My wife is a very experienced, well-trained, and published clinical psychologist, with a full practice in a major urban area. She says this is the kind of nonsense that magazines and newspapers publish from time to time about therapy. She says that the therapist in the article needs some clinical supervision and to spend more time looking at and thinking about at the patient.
Why have the patients fill out a survey if you don't think looking at the results would be helpful and you only check it after a few weeks because you feel that you ought to?
It sounds like he added the survey to his therapy on impulse after hearing a talk about it and then didn't bother to use it. That makes it just a time-waster for his patients and makes me wonder if the "exercises" he assigned were also just time-wasters.
It seems to me that if the patient says, "The skills you’re teaching me are good", his reply should have been, "That's good to hear, but are they helping you?". Wouldn't a good psychologist be taught not just to listen to what's said, but also think about what's left unsaid?
"Trouble is, many seem to regard models as reality. "
Amen, brother. Models can be very useful. They become less useful as the item being modeled becomes more complex. Or the interaction of variables is less well known. Or there are variables unaccounted for. Or the modeler tries to extrapolate too far. Or when the model and reality start to diverge, but the modeler insists things will re-converge. Or inputs are juggled when the model begins to show problems with matching reality. Or.....
Sorry, didn't mean to change the subject to climate change.
On a related subject, marriage counselors. The vast majority are females. The vast majority of those are feminists. Going to a female feminist marriage counselor to help save a marriage is foolish- they're going to strive to help the woman find excuses to leave the moronic man. And I'll bet that 90% of the men in the field are liberals who will also be willing to blame the man for any problems in the marriage.
Just because you have a degree in something doesn't mean you're able to do anything helpful with it.
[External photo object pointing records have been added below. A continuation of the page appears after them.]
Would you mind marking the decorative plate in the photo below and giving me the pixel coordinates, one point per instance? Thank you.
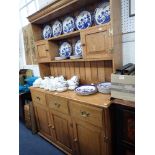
(78, 48)
(60, 58)
(68, 25)
(84, 20)
(65, 49)
(75, 57)
(57, 28)
(102, 14)
(47, 32)
(86, 90)
(104, 87)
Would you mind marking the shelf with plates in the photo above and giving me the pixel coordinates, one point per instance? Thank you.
(109, 57)
(101, 54)
(65, 36)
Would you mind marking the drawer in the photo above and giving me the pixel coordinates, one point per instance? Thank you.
(38, 97)
(88, 113)
(57, 103)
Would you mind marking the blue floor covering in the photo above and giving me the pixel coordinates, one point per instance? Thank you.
(33, 144)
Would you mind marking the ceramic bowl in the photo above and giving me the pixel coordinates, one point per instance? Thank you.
(104, 87)
(83, 20)
(102, 14)
(78, 49)
(68, 25)
(86, 90)
(57, 28)
(47, 32)
(65, 50)
(75, 57)
(60, 58)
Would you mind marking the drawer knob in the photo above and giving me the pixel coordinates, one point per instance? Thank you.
(57, 105)
(38, 98)
(83, 44)
(49, 125)
(84, 114)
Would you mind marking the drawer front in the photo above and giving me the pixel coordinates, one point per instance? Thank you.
(90, 114)
(57, 103)
(38, 97)
(42, 49)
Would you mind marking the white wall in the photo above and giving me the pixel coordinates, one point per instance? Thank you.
(128, 37)
(128, 31)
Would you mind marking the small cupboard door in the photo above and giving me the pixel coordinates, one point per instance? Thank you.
(46, 50)
(62, 129)
(42, 50)
(89, 140)
(43, 122)
(97, 41)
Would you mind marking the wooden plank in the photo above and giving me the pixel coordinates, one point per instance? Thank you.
(101, 73)
(71, 68)
(77, 69)
(88, 73)
(67, 71)
(63, 69)
(82, 73)
(52, 69)
(94, 71)
(108, 70)
(55, 69)
(59, 69)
I don't know of any marriage that's been saved by secular marriage counseling. I do know a rare one or two that's survived after seeking religious counseling. But the vast majority of marriages I know of that have gone until death do us part have never had any couples counseling.
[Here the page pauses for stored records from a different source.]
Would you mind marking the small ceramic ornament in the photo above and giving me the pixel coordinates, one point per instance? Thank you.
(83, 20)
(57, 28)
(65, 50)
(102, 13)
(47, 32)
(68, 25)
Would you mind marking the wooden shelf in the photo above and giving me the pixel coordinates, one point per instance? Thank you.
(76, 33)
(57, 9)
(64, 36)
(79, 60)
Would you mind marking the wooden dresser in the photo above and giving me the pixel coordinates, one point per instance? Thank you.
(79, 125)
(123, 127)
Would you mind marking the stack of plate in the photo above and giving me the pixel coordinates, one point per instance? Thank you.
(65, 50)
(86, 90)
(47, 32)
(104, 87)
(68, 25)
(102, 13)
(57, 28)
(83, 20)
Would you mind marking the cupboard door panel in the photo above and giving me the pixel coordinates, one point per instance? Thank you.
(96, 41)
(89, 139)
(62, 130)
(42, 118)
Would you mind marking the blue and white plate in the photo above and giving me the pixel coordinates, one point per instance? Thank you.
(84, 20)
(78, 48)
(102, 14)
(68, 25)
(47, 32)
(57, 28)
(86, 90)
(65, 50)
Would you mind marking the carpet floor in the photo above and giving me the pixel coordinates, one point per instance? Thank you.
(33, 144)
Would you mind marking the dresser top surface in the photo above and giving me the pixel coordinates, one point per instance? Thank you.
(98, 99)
The way psycho therapy is supposed to cure people is that you get a theraputic relationship..and then the trusted therapist can push you to resolve your problem. computers etc. interfere with this.
Modern medicine stresses technology and filling out forms, and destroys this fragile trust between practitioner and patient.
Even in ordinary medicine, the problem often is revealed at the end of the sessions when they are walking out the door and say: Oh doc, one more thing... the teenager who is seen for a cold seems anxious and then you find she is pregnant, the grandmother whose pain medicine is stolen by her grandson, the lady whose husband is cheating on her..
Big Data is great for looking for trends in massive numbers of similar events, where the rules don't change.
Not so good for other stuff, like climate, or politics
This isn't Big Data. It's very little data that you could do with a pencil and piece of paper.
AI does consistently better than doctors in diagnosis. Silicon can store more information than any five doctors. The doctors are only needed to train the AI and maybe be trained by it. And the computer is not afflicted with confirmation bias or flawed logic.
All of this data was collectable since at least the 90s in a spreadsheet that would have graphed it for you.
But more it points to the utter failure of CBT therapy to help a wide swath of patients. CBT increases the problems for many people with anxiety, because it increases the separation between what they view as their authentic and inauthentic selves. The authentic self feels worse as the inauthentic self role plays. The authentic self solidifies their fear that they can never be themselves around others, and that their authentic self cannot heal.